Desde pelo menos 2003, 19 de agosto, o dia do protesto das ativistas lésbicas em frente do Ferro's Bar, tem sido celebrado no Brasil como o Dia do Orgulho Lésbico, também comemorando Rosely Roth e sua luta pelos direitos da mulher lésbica.

Vida[editar | editar código-fonte]

Juventude e educação em São Paulo[editar | editar código-fonte]

Rosely Roth nasceu em 1959, uma das duas filhas de uma família judaica de classe média em São Paulo. O pai de Roth, Estévão (István) Roth (1927-1991), era descendente de judeus húngaros, sua mãe Maria Schwartz Roth (1935-1972) era descendente de judeus bessarabianos. Ela morreu morreu de câncer quando Roth ainda era criança[1].

Rosely Roth freqüentou a escola primária judaica Scholem Alechem no bairro Bom Retiro (1965 a 1972), que foi fundada por comunistas judeus que haviam fugido da Europa. A escola era considerada muito liberal e progressista pedagogicamente e representava um espaço livre em São Paulo, no contexto da ditadura militar autoritária do Brasil da época. Em 1973, ela continuou no Colégio Hebraico Brasileiro Renascença por um ano, depois na Escola Vocacional Luís Antônio Machado. De 1975 a 1977 ela freqüentou o Colégio Equipe, onde também completou seus estudos escolares. O Colégio Equipe era uma instituição não judaica com uma reputação liberal e progressista. Diz-se, portanto, que o Colégio esteve sob observação atenta da ditadura militar, e o Colégio teve que lutar contra a repressão do Estado.

Após sua formação escolar, Roth estudou filosofia na Pontifícia Universidade Católica de São Paulo (até 1981). Mais tarde, ela concluiu uma pós-graduação em antropologia em 1985/86, com foco na sexualidade feminina e homossexualidade. Na tese final de sua pós-graduação, Roth abordou tematicamente as experiências de vida das mulheres lésbicas em São Paulo, a tese intitula-se "Vivências Lésbicas - Investigação acerca das vivências e dos estilos de vida das mulheres lésbicas a partir da análise dos bares freqüentados predominantemente por elas" e "Mulheres e Sexualidades". [2]

Compromisso com os direitos das mulheres lésbicas e fundação da GALF[editar | editar código-fonte]

Já no decorrer de seus primeiros estudos, ou seja, a partir de 1980, Roth começou a ser ativa e a lutar pelos direitos das mulheres lésbicas. Por pouco tempo ela foi membro do Grupo Lésbico Feminista e SOS Mulher. Devido à exclusão homofóbica por parte do movimento feminino brasileiro, mas também ao domínio masculino no movimento homossexual e à falta de atenção às questões lésbicas, ela fundou o Grupo Ação Lésbica-Feminista (GALF) em São Paulo, em 1981, junto com Miriam Martinho. A adição "lésbico-feminista" foi deliberadamente escolhida pelas fundadoras para se referir à dupla discriminação contra as mulheres lésbicas[3].[4]

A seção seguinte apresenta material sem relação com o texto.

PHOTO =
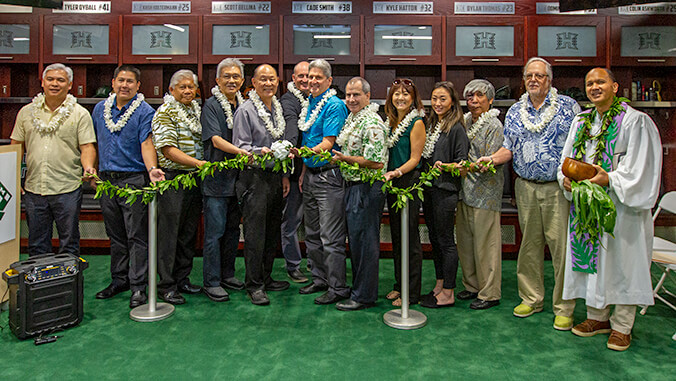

Roth, junto com Martinho, desempenhou um papel de liderança no GALF, organizando debates e discussões políticas tanto com ativistas de outros movimentos sociais quanto, por exemplo, com deputados parlamentares. A GALF publicava uma revista trimestral chamada ChanacomChana, destinada exclusivamente às mulheres lésbicas no Brasil. O conteúdo da revista consistiu principalmente em longos artigos sobre eventos feministas lésbicas, os objetivos e a agenda do movimento feminista lésbico, descrições das experiências de vida e sexualidade das mulheres lésbicas, e legislação sobre os direitos das mulheres lésbicas. [4] ChanacomChana era a única revista lésbica no Brasil na época e - embora ilegal por seu conteúdo "imoral" e impressa apenas em pequenos números (200 a 500 exemplares) - espalhada fora dos círculos lésbicos de São Paulo em todo o Brasil[5]. Entre 1982 e 1987, 12 números regulares da revista foram publicados, com a maioria dos artigos vindos de Martinho e Roth[4].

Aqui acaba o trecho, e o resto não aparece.